Necessity is the mother of invention. With declining ad sales for the last seven years, newspapers — large and small — are forced to find the best ways to squeeze as much revenue from their pages, particularly online where inventory is seemingly infinite. Enter programmatic buying as a way to generate some much needed revenue. Some, like USA Today, drag their feet. Others, like the Star Tribune, embrace it.
The Minneapolis Star Tribune first stepped up to the programmatic plate about two years ago. Back then, the programmatic playbook was sell your direct inventory, use exchanges for back fill. The company worked with a couple of SSPs and adopted more of a set-it-and-forget-it approach, according to Ray Faust, vp of national and emerging media sales at the Star Tribune Media Company.

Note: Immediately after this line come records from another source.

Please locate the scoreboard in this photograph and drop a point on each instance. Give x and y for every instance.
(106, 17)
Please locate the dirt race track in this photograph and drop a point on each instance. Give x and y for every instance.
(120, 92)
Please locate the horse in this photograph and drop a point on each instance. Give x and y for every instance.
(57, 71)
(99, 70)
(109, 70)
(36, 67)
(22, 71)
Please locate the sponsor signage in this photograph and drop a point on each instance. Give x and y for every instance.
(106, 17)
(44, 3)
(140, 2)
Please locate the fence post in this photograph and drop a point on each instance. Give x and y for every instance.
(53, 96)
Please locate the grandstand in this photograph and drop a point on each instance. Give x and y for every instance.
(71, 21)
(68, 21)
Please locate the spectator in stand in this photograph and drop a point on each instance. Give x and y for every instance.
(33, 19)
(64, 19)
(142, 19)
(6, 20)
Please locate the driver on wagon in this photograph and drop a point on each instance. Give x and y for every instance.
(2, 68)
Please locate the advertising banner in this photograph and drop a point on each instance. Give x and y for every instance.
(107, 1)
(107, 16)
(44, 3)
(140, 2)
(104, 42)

Today, as more budgets move to automated ad buying systems, that’s changed. Mastering programmatic is a top priority at the Star Tribune, so much so that the company is holding a conference on the topic to drive more interest. The Star Tribune is now a convert to the yield management beliefs you’ll hear preached by ad tech vendors. It goes something like this: Don’t just think about CPM. Think about your yield in different channels. Using machines is a lot cheaper than hiring people, and there are programmatic budgets from direct-response advertisers that a publisher like the Star Tribune won’t sniff if it relies on direct sales alone.
“Programmatic for me becomes a way for me to capture brand and direct-response dollars while still pushing high impact premiums that are directly sold,” Faust said. “Once upon a time, we looked at the workhorse as all we offered — leaderboard, skyscrapers. Now those opportunities are programmatic. We push direct for Rising Stars units. Ideally, programmatic would adopt scale around those ad units; the workhorses need to be put out to pasture.”

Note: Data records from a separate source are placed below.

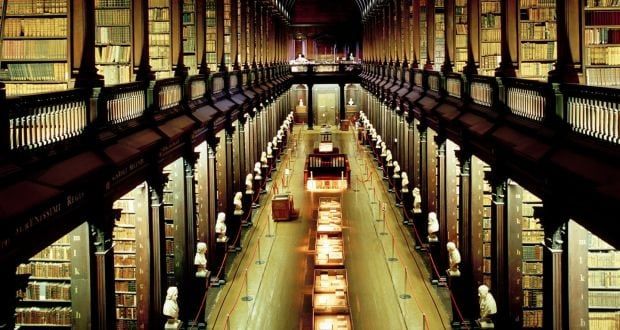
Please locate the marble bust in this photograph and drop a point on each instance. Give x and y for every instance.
(257, 171)
(249, 189)
(454, 258)
(488, 307)
(238, 203)
(396, 170)
(404, 182)
(171, 308)
(200, 260)
(433, 227)
(220, 227)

So much of the programmatic pipes have been built around inventory that’s standard, so the company did a complete re-installation six months ago of Google’s ad tech platform. It has complemented that with a private marketplace using The Rubicon Project.
“That [Google] re-installation was critical, as it allowed us to think of a global monetization strategy,” Faust said. “We’re not thinking about direct first, then indirect, but thinking about them simultaneously to drive overall maximum effective yield.”
That kind of talk is music to the ears of programmatic ad buying evangelists. Publishers have warily embraced the shift to automated buying. Many see it as a surefire path to total and complete commoditization. Newspapers, in particular, would appear at risk without much of a differentiated audience or data set. But there’s little doubt the ad world is moving in this direction. Buyers want to buy this way; sellers would be crazy to ignore that. The big question is how to participate in a way that benefits publishers most.
Local and regional papers like the Star Tribune have suffered a vicious cycle of declining ad revenue leading to layoffs of sales people, which means even more declines. Opening up new sales windows is an obvious way to combat this.
“The most innovative folks, like the guys at the Tribune, saw it coming and became aggressive,” Zach Coelius, CEO of Triggit. “They’re putting stuff into exchanges. They’re doing stuff in private exchanges. They’re trying to build good models for yield management. The Tribune is just really smart about programmatic.”
Programmatic has impacted the Star Tribune’s direct business, Faust said. He added that the company has seen significant revenue growth in terms of what it’s been able to drive from programmatic revenue, though he wouldn’t disclose numbers. Overall, Faust sees a net positive.
Faust said the CPM ranges from $1 to over $20, and that he’s never seen a sub-$1 winning bid. The Star Tribune is also seeing far more national brand dollars come in via programmatic than local ad dollars. This makes sense; if the company’s sellers are doing their jobs correctly, they’re placing local ads directly. The Star Tribune has floors and block lists. Floors are, said Faust, constantly changing — every day, multiple times per day — depending on demand and “what we’re seeing in terms of trends.” The outlet also manages a block that consists of its direct advertisers. “This tends to be more local in focus, or clients with a strong footprint in Minnesota,” Faust said.
“What I can take advantage of: that advertisers can run or can’t run on our site,” Faust said. “You leverage blocks when that makes sense. But at the same time, also leverage when I have as much visibility and control within whatever partner I’m using, I can bring in price floors that help me capture the maximum opportunity for whoever is trying to get their audience on my site. It’s given me more control. We know we’re living in a programmatic world. We need to get the most out of that opportunity.”